Nah, berangkat dari pengalaman tersebut, saya hanya ingin berbagi. Jika setuju, silakan dipakai cara saya, kalaupun tidak, semua itu adalah hak Anda. Berbagai pengalaman tersebut membuat saya menyimpulkan beberapa hal berikut:

  1. Berani butuh kekuatan mental

    Jika tidak kuat mental dan tahan banting, jangan asal berani. Nekad alias berani kalau hasilnya tak sesuai harapan, akan sangat menyakitkan. Maka, hanya bagi yang kuat mental sajalah yang saya anjurkan untuk mengambil langkah berani ini. Tapi, bukan berarti nekad menjadi satu hal yang salah. Melainkan, nekadlah dengan perhitungan. Yang saya maksud penuh perhitungan di sini adalah saat berpikir ada peluang, jika punya kemampuan dan kemauan kuat, segera ambil tindakan (action). Sebab, kalau tanpa tindakan, sebagus apapun rencana, hanya akan tinggal harapan. Jadi, yang dihitung bukan soal kemungkinan untung rugi dan balik modalnya, melainkan asal punya keyakinan kuat tentang sebuah peluang, daripada hanya berhenti sebagai ide, kenapa tidak segera dieksekusi.

    Tapi, kembali ke soal keberanian, perhitungan kita pun masih bisa meleset. Karena itulah, kembali ke soal mental. Hanya yang punya bekal mental tahan bantinglah yang akan berhasil melewati berbagai ujian di depan.
  2. Berani butuh kecerdasan

    Cerdas di sini adalah ketika kita sudah memutuskan terjun ke dunia entrepreneurship, kita harus mampu mengelola aneka sumber daya yang ada. Kadang, saat gagal, kita langsung patah semangat dan tak sadar hadirnya peluang besar di balik kegagalan itu. Padahal, dengan sedikit kejelian (baca: kecerdasan), pasti ada hal positif yang bisa dikerjakan dari kegagalan tersebut. Ini terjadi ketika sekolah penulisan yang saya dirikan bersama beberapa teman mengalami kekurangan murid.

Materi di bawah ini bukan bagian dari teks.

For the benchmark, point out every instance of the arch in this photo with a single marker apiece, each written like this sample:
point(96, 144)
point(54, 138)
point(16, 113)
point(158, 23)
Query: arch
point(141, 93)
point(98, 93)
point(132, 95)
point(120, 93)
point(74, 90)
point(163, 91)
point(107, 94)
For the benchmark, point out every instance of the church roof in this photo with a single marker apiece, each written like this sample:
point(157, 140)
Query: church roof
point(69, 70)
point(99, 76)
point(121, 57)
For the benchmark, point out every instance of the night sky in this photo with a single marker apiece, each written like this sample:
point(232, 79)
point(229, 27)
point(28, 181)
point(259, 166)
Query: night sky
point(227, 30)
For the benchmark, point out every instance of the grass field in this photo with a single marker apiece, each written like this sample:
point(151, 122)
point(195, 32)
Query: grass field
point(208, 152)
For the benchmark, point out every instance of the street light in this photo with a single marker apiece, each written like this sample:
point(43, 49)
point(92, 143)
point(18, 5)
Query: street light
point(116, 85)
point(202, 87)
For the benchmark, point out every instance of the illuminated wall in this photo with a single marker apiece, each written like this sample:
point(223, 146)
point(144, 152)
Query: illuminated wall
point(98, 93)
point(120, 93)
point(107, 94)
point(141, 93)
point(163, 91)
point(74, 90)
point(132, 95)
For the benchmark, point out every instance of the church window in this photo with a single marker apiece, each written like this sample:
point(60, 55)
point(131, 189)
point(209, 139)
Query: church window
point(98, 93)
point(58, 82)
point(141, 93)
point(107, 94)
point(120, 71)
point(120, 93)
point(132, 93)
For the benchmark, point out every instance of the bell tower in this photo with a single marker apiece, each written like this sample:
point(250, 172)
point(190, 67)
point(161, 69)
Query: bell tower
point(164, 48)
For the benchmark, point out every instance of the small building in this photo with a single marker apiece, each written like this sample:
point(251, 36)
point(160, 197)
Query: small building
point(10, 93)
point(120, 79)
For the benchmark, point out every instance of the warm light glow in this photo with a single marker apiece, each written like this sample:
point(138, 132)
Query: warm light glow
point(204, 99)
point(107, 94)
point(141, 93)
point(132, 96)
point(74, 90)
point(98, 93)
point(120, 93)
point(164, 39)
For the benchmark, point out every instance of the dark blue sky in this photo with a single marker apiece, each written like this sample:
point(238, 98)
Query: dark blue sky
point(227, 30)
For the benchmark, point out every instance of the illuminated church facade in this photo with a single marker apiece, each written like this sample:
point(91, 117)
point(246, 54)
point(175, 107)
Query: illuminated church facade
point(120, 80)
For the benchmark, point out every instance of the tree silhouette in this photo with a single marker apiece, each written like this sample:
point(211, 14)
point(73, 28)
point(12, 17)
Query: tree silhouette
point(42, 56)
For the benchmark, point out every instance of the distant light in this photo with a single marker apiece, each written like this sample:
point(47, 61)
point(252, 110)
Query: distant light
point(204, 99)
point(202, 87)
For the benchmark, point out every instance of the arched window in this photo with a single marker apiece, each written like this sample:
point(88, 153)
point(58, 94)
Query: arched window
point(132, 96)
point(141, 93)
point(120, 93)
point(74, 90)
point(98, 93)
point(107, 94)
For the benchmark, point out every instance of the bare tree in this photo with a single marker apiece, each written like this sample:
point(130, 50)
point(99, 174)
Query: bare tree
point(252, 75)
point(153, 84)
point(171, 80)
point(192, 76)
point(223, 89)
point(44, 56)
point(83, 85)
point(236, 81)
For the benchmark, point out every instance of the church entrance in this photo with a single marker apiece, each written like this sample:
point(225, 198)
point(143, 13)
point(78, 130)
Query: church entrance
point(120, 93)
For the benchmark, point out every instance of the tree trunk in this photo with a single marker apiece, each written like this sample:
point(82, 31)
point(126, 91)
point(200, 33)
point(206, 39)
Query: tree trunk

Dengan sedikit kejelian, ternyata tim kami justru berhasil meng-create sebuah program yang mendatangkan keuntungan lebih besar dibanding kelas regular pada umumnya.
  3. Berani butuh pengorbanan

    Pengorbanan di sini saya umpamakan dengan para martir di medan perang. Pengorbanan prajurit di barisan paling depan biasanya akan membuka jalan menuju kemenangan. Kalau istilah "kasar" saya, kita butuh "tumbal". Saat hendak menjalankan sebuah bisnis, kadang kita perlu "mengorbankan" salah satu bisnis untuk menjaring bisnis yang lebih besar. Bukankah untuk menangkap ikan besar di laut kita tak bisa hanya menggunakan umpan cacing?

    Cara berbisnis semacam ini lazim adanya. Seperti yang dilakukan oleh peritel besar yang memberikan harga diskon besar untuk satu dua produk yang laris di pasaran. Dengan memotong keuntungan dari produk tersebut, orang akan memunyai image bahwa retailer itu murah. Dengan begitu, meski produk lain lebih mahal, orang tetap merasa produk di sana lebih murah.

Sekali lagi, soal keberanian ini semata bukan hanya urusan nekad. Tapi, perlu juga menggunakan perhitungan yang matang. Jadi, masih nekadkah Anda?